Goodness of Fit Tests for Differentially-Private Frequency Tables
Naisyin Wang
University of Michigan
When releasing data to the public, a vital concern is the risk of exposing personal information of the individuals who have contributed to the data set. Many mechanisms have been proposed to protect individual privacy, though less attention has been dedicated to practically conducting valid inferences on the altered privacy-protected data sets. For frequency tables, the privacy-protection-oriented perturbations often lead to negative cell counts. Releasing such tables can undermine users’ confidence in the usefulness of such data sets. We focus on releasing one-way frequency tables. We consider a mechanism that satisfies epsilon-differential privacy (DP) without suffering from having negative cell counts. The procedure is optimal in the sense that the expected utility is maximized under a given privacy constraint. Valid inference procedures for testing goodness-of-fit are developed for this and other additive DP privacy-protected procedures.

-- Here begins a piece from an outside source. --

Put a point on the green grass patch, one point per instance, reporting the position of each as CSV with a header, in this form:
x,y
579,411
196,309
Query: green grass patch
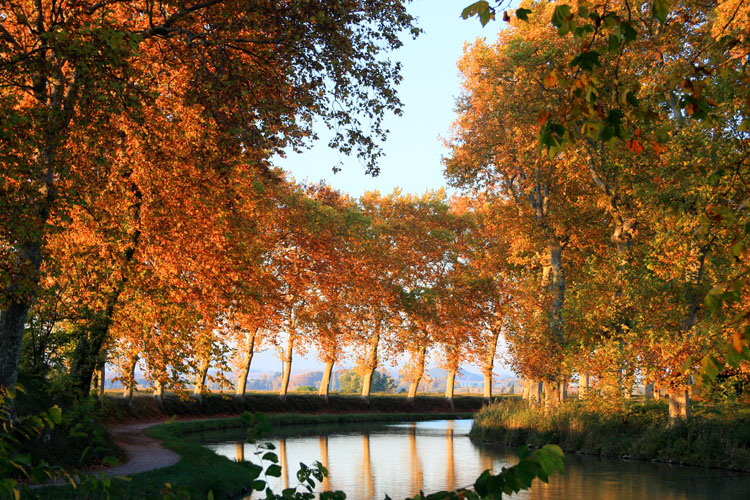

In particular, we propose a de-biased test statistic and derive its asymptotic distribution. We further consider common users’ practices such as merging related or neighboring cells or integrating statistical information obtained across different data sources and derive valid testing procedures when these operations occur. Simulation studies show that our inference results hold well even when the sample size is relatively small. Comparisons with the current field standards, including the Laplace, the Gaussian (both with/without post-processing of replacing negative cell counts with zeros), and the Binomial-Beta McClure-Reiter mechanisms, are carried out. We apply the DP methods to the National Center for Early Development and Learning’s (NCEDL) multi-state studies data to demonstrate the practical applicability. The work is jointly done with Chengcheng Li and Gongjun Xu.